You see, you must transform the image so that the measured item in the image is in the same plane as the image, i.e. perpendicular to the screen, with correct scaling on both axes. I import the image, and use Object > Transform until it is in a suitable orientation. I then add a new layer, and often use the Bézier curve tool to draw lines. I also use the File > Document Properties to set the page size so that I can easily measure things in millimeters in the image. (If you draw a line whose length you know, you can divide the document size by the relative error in the line length, to get the scaling exactly correct.)

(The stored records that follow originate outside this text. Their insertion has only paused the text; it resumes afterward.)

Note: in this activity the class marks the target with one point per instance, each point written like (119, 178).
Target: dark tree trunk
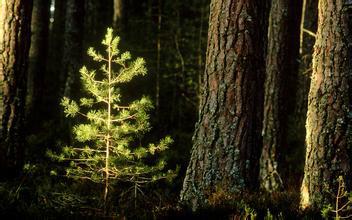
(72, 54)
(297, 120)
(227, 139)
(15, 20)
(56, 59)
(37, 60)
(97, 18)
(281, 65)
(118, 15)
(328, 124)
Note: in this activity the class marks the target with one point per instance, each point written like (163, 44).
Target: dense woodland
(175, 109)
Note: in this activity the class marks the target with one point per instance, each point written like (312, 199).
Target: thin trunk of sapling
(108, 134)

The Measurement tool measures distances between two points, and the angle that line makes with the horizontal axis. You drag a "line" from the apex of the circle, to the non-horizontal end point of the arc.
When I want some arbitrary angle, I use the Circle tool. (If you press Shift+Control, you'll drag a "line" from the center of the circle to its perimeter.)

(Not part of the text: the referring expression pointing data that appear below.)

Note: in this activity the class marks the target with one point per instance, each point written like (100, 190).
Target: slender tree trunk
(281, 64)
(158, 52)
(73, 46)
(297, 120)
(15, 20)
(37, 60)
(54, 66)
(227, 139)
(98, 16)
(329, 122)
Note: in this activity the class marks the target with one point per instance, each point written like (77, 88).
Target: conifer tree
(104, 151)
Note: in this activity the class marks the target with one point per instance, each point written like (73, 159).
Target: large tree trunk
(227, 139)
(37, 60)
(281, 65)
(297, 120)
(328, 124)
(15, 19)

First, make sure View > Show/Hide > Tool Controls Bar is ticked. Then, draw a circle, either by pulling a diagonal of its axis-aligned bounding box, or by pressing Shift+Control and pulling a radius. You'll see the Tool Controls just below the menu bar. Make sure Rx and Ry are the same, so that you'll get a circular arc, not an elliptical one. Set Start: to 0, and End: to for example 45. Select the Select tool (simplest is to press ESC or F1), and click on it. The scaling arrows around it change into rotation arrows. Move the + in the center to the apex of the wedge; it is the rotation center.
You will want to use the Select tool and the rotation handles to adjust the initially upper edge of the wedge, and the arc end angle for the lower edge of the wedge. (Again, selecting the object, and then clicking on it with the Select tool, switches between rotation and scaling handles. Double-click to change to Tool Controls.)
The idea is to keep Start at zero, and only change the End angle, so that the End angle directly tells you the angle. It is clunky at first, but you quickly get used to it: just use the object rotation to set the counterclockwise edge, and the circle arc tools to set the clockwise edge of the arc. Whenever you have the Tool controls visible, you also see the radius of the arc; just keep Rx and Ry the same.
If you just use the arc control points –– which is easier and may be faster ––, you'll have to calculate the arc angle yourself, by substracting Start from End. They are always in degrees.
When you also have View > Show/Hide > Snap Controls Bar checked/visible, the "Snap an item's rotation center" (fifth up from bottom) is very useful, when you move the + in the center to the apex of the wedge, as it snaps precisely there then.